Shameless (C4, 10pm); EastEnders’ Greatest Cliffhangers (BBC3, 8pm)

SHE’S best known as dowdy Mrs Doyle, the “Will you have a cup of tea?” housekeeper and companion to Father Ted and his sidekicks. Now she’s had a makeover, taken up with one of TV’s most unsavoury characters and, hide your eyes now, stripped off for the camera.

We’re talking, of course, about Pauline McLynn and, as an actress, you’d expect her to be very different from her Father Ted character in that comedy series. She’s more glamorous for a start, but nothing prepares you for her latest small screen role – as the new love interest of walking disaster Frank Gallagher (played by David Threlfall) in C4’s Shameless The 47-year-old Irish actress has been cast as plucky but well-meaning librarian Libby Croaker. “I’m a bit nervous about it because it’s not exactly a part people have seen me play before,” she admits.

“I was always handier as character old crones, but now I get to be someone my own age and somebody’s love interest.

“And I have to get my kit off because it’s Shameless and sex with someone else, or something else, comes hand-in-hand with being on the Chatsworth.”

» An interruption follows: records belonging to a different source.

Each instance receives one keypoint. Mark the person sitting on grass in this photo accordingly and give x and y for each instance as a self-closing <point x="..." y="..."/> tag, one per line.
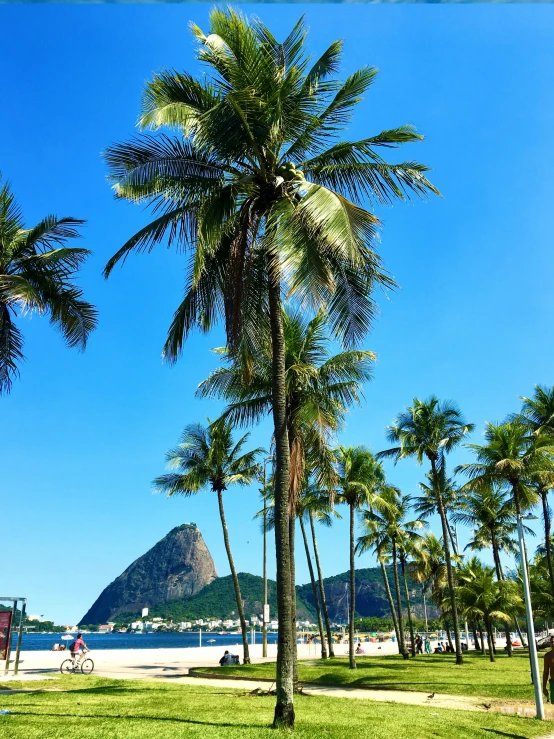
<point x="548" y="672"/>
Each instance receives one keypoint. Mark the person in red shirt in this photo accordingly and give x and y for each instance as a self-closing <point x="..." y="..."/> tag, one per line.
<point x="78" y="648"/>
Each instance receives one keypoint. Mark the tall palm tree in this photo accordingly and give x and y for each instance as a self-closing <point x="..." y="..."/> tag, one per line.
<point x="320" y="517"/>
<point x="319" y="389"/>
<point x="510" y="456"/>
<point x="360" y="481"/>
<point x="254" y="181"/>
<point x="426" y="506"/>
<point x="208" y="458"/>
<point x="312" y="504"/>
<point x="481" y="595"/>
<point x="376" y="539"/>
<point x="389" y="527"/>
<point x="538" y="412"/>
<point x="37" y="273"/>
<point x="491" y="514"/>
<point x="430" y="429"/>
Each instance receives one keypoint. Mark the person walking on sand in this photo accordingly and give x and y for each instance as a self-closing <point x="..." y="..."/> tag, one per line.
<point x="548" y="672"/>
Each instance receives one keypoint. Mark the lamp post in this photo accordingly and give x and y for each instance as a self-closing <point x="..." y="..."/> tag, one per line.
<point x="529" y="614"/>
<point x="454" y="532"/>
<point x="264" y="615"/>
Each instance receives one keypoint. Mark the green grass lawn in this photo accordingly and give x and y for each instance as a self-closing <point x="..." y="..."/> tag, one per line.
<point x="505" y="678"/>
<point x="98" y="708"/>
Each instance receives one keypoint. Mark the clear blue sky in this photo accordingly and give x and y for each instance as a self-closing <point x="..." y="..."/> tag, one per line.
<point x="84" y="434"/>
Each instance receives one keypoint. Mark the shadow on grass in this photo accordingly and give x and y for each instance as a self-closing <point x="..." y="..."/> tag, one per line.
<point x="125" y="717"/>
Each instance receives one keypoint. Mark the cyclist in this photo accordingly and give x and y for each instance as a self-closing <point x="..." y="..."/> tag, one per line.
<point x="78" y="648"/>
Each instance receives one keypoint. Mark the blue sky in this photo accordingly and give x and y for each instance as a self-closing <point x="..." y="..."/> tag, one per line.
<point x="84" y="434"/>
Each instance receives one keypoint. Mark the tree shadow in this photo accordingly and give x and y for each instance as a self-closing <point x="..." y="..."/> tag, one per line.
<point x="125" y="717"/>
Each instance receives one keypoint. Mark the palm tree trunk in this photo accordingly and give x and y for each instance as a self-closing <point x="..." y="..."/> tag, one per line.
<point x="488" y="626"/>
<point x="322" y="590"/>
<point x="292" y="525"/>
<point x="546" y="516"/>
<point x="407" y="596"/>
<point x="284" y="709"/>
<point x="450" y="575"/>
<point x="400" y="632"/>
<point x="475" y="637"/>
<point x="389" y="598"/>
<point x="352" y="591"/>
<point x="314" y="590"/>
<point x="240" y="609"/>
<point x="448" y="637"/>
<point x="483" y="648"/>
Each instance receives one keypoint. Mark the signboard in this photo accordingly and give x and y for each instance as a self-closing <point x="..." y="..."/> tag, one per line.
<point x="5" y="623"/>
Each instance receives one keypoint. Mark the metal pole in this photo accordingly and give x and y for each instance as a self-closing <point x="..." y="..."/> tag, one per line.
<point x="530" y="625"/>
<point x="10" y="630"/>
<point x="19" y="636"/>
<point x="264" y="624"/>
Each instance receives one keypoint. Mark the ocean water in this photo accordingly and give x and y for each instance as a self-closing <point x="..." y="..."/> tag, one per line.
<point x="35" y="642"/>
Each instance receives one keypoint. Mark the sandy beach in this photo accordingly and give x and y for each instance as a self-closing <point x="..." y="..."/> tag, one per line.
<point x="154" y="663"/>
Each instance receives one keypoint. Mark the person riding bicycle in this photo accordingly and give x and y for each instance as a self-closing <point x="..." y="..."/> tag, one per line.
<point x="78" y="648"/>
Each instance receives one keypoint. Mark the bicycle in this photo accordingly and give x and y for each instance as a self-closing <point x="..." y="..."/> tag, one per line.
<point x="73" y="665"/>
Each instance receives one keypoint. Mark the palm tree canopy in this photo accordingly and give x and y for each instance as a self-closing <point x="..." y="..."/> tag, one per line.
<point x="426" y="505"/>
<point x="428" y="565"/>
<point x="37" y="273"/>
<point x="253" y="179"/>
<point x="481" y="595"/>
<point x="361" y="479"/>
<point x="538" y="411"/>
<point x="511" y="454"/>
<point x="319" y="389"/>
<point x="427" y="429"/>
<point x="382" y="527"/>
<point x="208" y="458"/>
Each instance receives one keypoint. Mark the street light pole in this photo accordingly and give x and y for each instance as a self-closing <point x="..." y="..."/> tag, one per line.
<point x="530" y="625"/>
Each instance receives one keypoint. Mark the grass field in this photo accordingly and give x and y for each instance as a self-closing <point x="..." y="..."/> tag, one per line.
<point x="505" y="678"/>
<point x="76" y="707"/>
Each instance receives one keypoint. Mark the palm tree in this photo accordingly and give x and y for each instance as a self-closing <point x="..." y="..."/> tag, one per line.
<point x="312" y="503"/>
<point x="208" y="458"/>
<point x="538" y="412"/>
<point x="430" y="429"/>
<point x="254" y="180"/>
<point x="492" y="516"/>
<point x="377" y="540"/>
<point x="360" y="481"/>
<point x="390" y="529"/>
<point x="511" y="456"/>
<point x="319" y="389"/>
<point x="425" y="505"/>
<point x="37" y="273"/>
<point x="481" y="595"/>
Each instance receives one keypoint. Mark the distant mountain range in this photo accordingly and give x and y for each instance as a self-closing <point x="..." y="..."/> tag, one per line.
<point x="177" y="579"/>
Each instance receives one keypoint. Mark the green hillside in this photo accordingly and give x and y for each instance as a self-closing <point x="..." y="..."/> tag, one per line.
<point x="217" y="600"/>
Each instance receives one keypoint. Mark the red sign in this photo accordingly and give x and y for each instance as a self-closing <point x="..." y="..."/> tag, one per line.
<point x="5" y="622"/>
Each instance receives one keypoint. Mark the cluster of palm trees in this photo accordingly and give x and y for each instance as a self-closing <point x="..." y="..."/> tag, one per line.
<point x="253" y="179"/>
<point x="246" y="171"/>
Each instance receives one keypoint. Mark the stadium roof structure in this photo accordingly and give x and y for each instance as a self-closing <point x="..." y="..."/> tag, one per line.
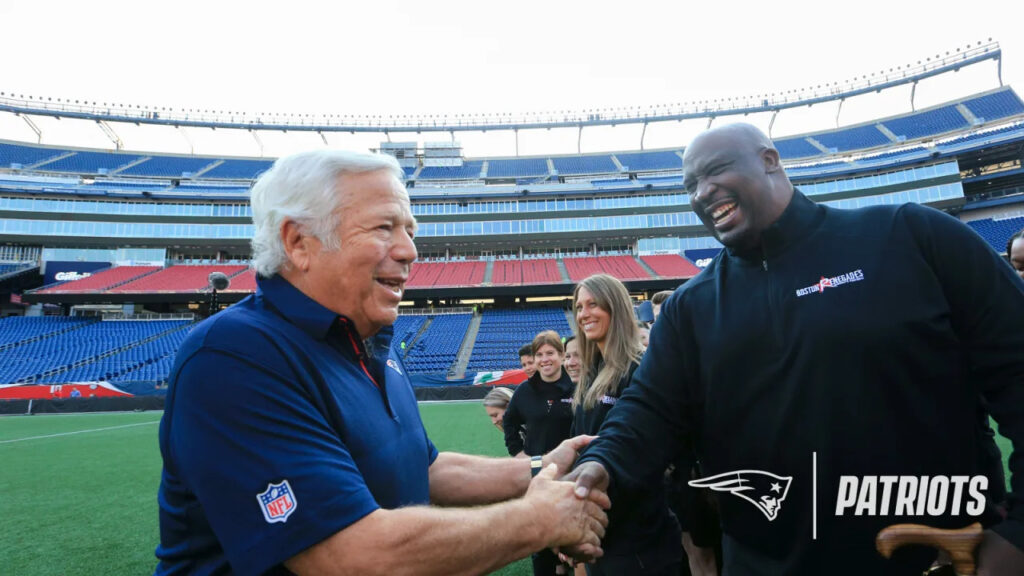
<point x="386" y="124"/>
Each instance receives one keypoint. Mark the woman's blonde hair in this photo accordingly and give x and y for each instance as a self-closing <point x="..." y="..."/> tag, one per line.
<point x="549" y="337"/>
<point x="622" y="342"/>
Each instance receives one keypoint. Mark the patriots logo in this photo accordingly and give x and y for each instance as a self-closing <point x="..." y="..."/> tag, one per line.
<point x="764" y="490"/>
<point x="393" y="365"/>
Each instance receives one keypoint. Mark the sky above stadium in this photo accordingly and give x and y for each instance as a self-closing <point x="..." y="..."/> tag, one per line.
<point x="404" y="57"/>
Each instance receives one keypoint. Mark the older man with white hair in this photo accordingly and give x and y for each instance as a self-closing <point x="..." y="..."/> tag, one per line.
<point x="292" y="441"/>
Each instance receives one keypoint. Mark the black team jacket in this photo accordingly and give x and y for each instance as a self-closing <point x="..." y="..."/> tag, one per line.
<point x="851" y="343"/>
<point x="639" y="522"/>
<point x="545" y="409"/>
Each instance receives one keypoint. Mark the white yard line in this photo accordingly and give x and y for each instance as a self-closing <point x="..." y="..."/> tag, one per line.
<point x="78" y="432"/>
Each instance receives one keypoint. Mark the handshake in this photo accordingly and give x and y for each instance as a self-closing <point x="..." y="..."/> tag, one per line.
<point x="570" y="508"/>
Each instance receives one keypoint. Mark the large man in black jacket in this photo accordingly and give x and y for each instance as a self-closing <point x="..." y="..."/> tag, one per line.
<point x="827" y="367"/>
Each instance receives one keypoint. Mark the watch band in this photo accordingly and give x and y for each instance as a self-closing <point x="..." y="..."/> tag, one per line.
<point x="536" y="465"/>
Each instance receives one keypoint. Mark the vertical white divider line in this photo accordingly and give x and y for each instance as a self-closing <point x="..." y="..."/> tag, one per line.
<point x="814" y="496"/>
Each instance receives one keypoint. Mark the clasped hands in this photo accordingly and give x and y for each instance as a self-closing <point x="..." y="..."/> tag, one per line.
<point x="572" y="507"/>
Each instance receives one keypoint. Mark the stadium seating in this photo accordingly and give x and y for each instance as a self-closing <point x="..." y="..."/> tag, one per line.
<point x="171" y="166"/>
<point x="245" y="282"/>
<point x="584" y="165"/>
<point x="436" y="350"/>
<point x="503" y="331"/>
<point x="99" y="281"/>
<point x="469" y="170"/>
<point x="125" y="365"/>
<point x="995" y="106"/>
<point x="24" y="156"/>
<point x="938" y="121"/>
<point x="239" y="169"/>
<point x="406" y="328"/>
<point x="642" y="161"/>
<point x="178" y="279"/>
<point x="424" y="275"/>
<point x="462" y="274"/>
<point x="853" y="138"/>
<point x="507" y="273"/>
<point x="8" y="268"/>
<point x="796" y="148"/>
<point x="623" y="268"/>
<point x="90" y="162"/>
<point x="671" y="265"/>
<point x="20" y="329"/>
<point x="40" y="359"/>
<point x="519" y="167"/>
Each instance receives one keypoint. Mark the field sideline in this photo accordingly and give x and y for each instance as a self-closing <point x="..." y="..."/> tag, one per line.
<point x="78" y="492"/>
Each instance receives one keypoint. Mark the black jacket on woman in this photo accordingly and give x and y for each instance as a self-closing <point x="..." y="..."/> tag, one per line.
<point x="643" y="536"/>
<point x="545" y="409"/>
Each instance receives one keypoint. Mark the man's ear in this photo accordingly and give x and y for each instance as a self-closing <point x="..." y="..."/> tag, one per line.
<point x="772" y="162"/>
<point x="298" y="246"/>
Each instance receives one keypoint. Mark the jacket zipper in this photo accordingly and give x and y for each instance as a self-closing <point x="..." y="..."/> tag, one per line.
<point x="360" y="355"/>
<point x="772" y="316"/>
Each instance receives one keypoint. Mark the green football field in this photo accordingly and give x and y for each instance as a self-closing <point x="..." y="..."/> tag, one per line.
<point x="78" y="492"/>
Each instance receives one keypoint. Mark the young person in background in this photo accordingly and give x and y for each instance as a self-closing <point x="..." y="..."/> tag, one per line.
<point x="643" y="536"/>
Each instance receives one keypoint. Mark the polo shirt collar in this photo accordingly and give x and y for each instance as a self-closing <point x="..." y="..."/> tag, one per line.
<point x="306" y="313"/>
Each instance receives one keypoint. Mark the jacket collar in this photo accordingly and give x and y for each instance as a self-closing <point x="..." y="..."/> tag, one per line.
<point x="797" y="221"/>
<point x="563" y="381"/>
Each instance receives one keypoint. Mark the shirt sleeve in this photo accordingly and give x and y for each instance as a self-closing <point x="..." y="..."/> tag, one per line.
<point x="986" y="301"/>
<point x="240" y="430"/>
<point x="512" y="422"/>
<point x="654" y="415"/>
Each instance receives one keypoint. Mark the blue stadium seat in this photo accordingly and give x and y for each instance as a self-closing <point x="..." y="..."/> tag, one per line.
<point x="503" y="331"/>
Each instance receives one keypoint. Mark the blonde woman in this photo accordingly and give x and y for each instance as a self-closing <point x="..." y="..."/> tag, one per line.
<point x="643" y="537"/>
<point x="542" y="405"/>
<point x="572" y="359"/>
<point x="496" y="403"/>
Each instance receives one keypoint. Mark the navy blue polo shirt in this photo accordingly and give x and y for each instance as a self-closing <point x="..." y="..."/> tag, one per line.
<point x="281" y="428"/>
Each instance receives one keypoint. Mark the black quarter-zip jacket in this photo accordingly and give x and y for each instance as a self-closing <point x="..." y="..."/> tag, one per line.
<point x="852" y="342"/>
<point x="545" y="410"/>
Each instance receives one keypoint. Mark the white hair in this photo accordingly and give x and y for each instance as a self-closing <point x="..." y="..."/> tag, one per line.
<point x="303" y="188"/>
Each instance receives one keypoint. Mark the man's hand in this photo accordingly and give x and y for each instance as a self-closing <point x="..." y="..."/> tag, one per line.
<point x="701" y="560"/>
<point x="565" y="453"/>
<point x="570" y="521"/>
<point x="997" y="557"/>
<point x="590" y="480"/>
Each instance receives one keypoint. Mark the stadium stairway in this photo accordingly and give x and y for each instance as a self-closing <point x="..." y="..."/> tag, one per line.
<point x="207" y="168"/>
<point x="817" y="145"/>
<point x="458" y="370"/>
<point x="646" y="268"/>
<point x="128" y="165"/>
<point x="966" y="113"/>
<point x="49" y="160"/>
<point x="563" y="272"/>
<point x="47" y="335"/>
<point x="416" y="337"/>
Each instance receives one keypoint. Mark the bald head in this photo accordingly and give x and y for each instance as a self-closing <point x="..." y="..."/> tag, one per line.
<point x="744" y="136"/>
<point x="736" y="183"/>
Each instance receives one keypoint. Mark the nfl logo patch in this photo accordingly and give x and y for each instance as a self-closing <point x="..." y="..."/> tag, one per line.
<point x="278" y="502"/>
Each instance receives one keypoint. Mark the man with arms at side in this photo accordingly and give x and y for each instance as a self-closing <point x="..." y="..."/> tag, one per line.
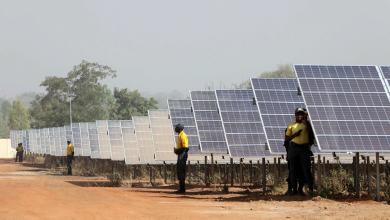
<point x="182" y="154"/>
<point x="69" y="156"/>
<point x="19" y="153"/>
<point x="297" y="135"/>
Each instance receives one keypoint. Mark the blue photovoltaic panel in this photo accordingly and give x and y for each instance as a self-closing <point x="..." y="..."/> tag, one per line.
<point x="277" y="100"/>
<point x="144" y="139"/>
<point x="242" y="124"/>
<point x="339" y="100"/>
<point x="208" y="122"/>
<point x="180" y="112"/>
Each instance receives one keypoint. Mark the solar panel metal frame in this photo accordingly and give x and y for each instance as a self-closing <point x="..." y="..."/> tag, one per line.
<point x="261" y="152"/>
<point x="203" y="148"/>
<point x="165" y="154"/>
<point x="143" y="121"/>
<point x="194" y="153"/>
<point x="386" y="89"/>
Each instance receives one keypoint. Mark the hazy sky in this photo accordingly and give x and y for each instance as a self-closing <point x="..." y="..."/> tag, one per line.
<point x="165" y="45"/>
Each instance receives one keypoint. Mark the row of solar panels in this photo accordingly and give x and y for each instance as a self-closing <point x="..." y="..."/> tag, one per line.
<point x="348" y="107"/>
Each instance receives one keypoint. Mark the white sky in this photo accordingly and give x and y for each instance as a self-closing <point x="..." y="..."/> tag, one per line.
<point x="165" y="45"/>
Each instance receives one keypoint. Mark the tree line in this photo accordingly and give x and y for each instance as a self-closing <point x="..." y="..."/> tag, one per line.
<point x="90" y="99"/>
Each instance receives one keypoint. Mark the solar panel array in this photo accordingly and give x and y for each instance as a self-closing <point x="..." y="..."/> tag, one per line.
<point x="208" y="121"/>
<point x="116" y="142"/>
<point x="348" y="105"/>
<point x="241" y="123"/>
<point x="162" y="136"/>
<point x="144" y="139"/>
<point x="180" y="111"/>
<point x="130" y="142"/>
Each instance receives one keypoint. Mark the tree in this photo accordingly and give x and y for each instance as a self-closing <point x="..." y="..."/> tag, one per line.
<point x="18" y="117"/>
<point x="283" y="71"/>
<point x="129" y="104"/>
<point x="90" y="100"/>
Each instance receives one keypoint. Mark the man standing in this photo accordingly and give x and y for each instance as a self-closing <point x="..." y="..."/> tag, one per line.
<point x="182" y="154"/>
<point x="69" y="156"/>
<point x="19" y="153"/>
<point x="297" y="135"/>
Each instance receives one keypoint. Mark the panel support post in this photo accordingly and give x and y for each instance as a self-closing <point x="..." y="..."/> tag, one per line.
<point x="250" y="172"/>
<point x="165" y="173"/>
<point x="264" y="175"/>
<point x="378" y="198"/>
<point x="151" y="173"/>
<point x="319" y="171"/>
<point x="205" y="169"/>
<point x="241" y="174"/>
<point x="323" y="167"/>
<point x="368" y="175"/>
<point x="172" y="174"/>
<point x="212" y="168"/>
<point x="357" y="171"/>
<point x="231" y="172"/>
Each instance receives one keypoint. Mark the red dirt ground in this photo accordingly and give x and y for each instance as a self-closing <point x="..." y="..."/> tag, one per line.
<point x="28" y="191"/>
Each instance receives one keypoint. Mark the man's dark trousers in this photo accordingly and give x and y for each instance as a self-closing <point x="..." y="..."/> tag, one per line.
<point x="299" y="158"/>
<point x="181" y="169"/>
<point x="69" y="161"/>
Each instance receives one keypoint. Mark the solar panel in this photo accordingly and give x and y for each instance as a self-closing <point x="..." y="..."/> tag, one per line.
<point x="144" y="139"/>
<point x="93" y="140"/>
<point x="76" y="133"/>
<point x="162" y="136"/>
<point x="241" y="123"/>
<point x="104" y="140"/>
<point x="208" y="122"/>
<point x="180" y="112"/>
<point x="130" y="142"/>
<point x="348" y="106"/>
<point x="116" y="142"/>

There is, she continues, a lot of bedroom action between Frank and Libby that involved her getting naked.

“It doesn’t bother me that people have clothes and underwear on during sex scenes, but if it’s a time when they should be naked then they should be naked, so I did get my kit off for the first time in my life... well the first time for money,” she says.

But what does Libby see in Frank, one of television’s biggest scoundrels?

McLynn has a fair idea. “Frank’s punching well above his weight here, but clearly he is brilliant in bed so that’s one of the things that keeps her there.

“Also he’s got a family and she really wants one. He does try to be a better man but hey, he’s Frank.”

One thing the role might do is help her to shake-off the Father Ted character, which, despite her starring role in Jam And Jerusalem and her prolific novel writing, is still what she is most recognised for.

“I have really fond memories but, you know what, rarely a day goes by when someone doesn’t mention it, when I don’t get recognised. People mention it so much because they love it. When I’m flicking around and it’s on the telly I tune in but I see it as ‘them’ not ‘us’ anymore,” she says.

She’s even said goodbye to her Mrs Doyle wig, the last remnant of what she had on the show.

“Recently I was in Dublin and I painted a 7ft Mrs Doyle angel for a charity campaign ((seeee BBuusinneess EEcho, PPaggee 2211). I brought my wig to the Shameless set – it had been in a box for ten years – and Emma, in make-up, put it on a block and fluffed it up. It was really strange. It was cathartic...

kind of symbolic, the last thing I had of it was gone, I just thought, ‘Let’s let her go’.”

OVER the past 25 years, that famous “doof-doof” at the end of an episode of EastEnders has soundtracked shocking revelations, uninvited guests turning up to parties at the Vic, and on one memorable occasion, a character returning from the dead.

Now to celebrate the soap’s milestone anniversary, EastEnders’ Greatest Cliffhangers sifts through nearly 4,000 episodes to find the 100 greatest cliffhangers.

We’ll also get to find out which Walford resident holds the record for the most anguished close-ups.

Lacey Turner, Steve McFadden and Letitia Dean are among the past and present stars sharing their memories of some of EastEnders’ most gripping moments.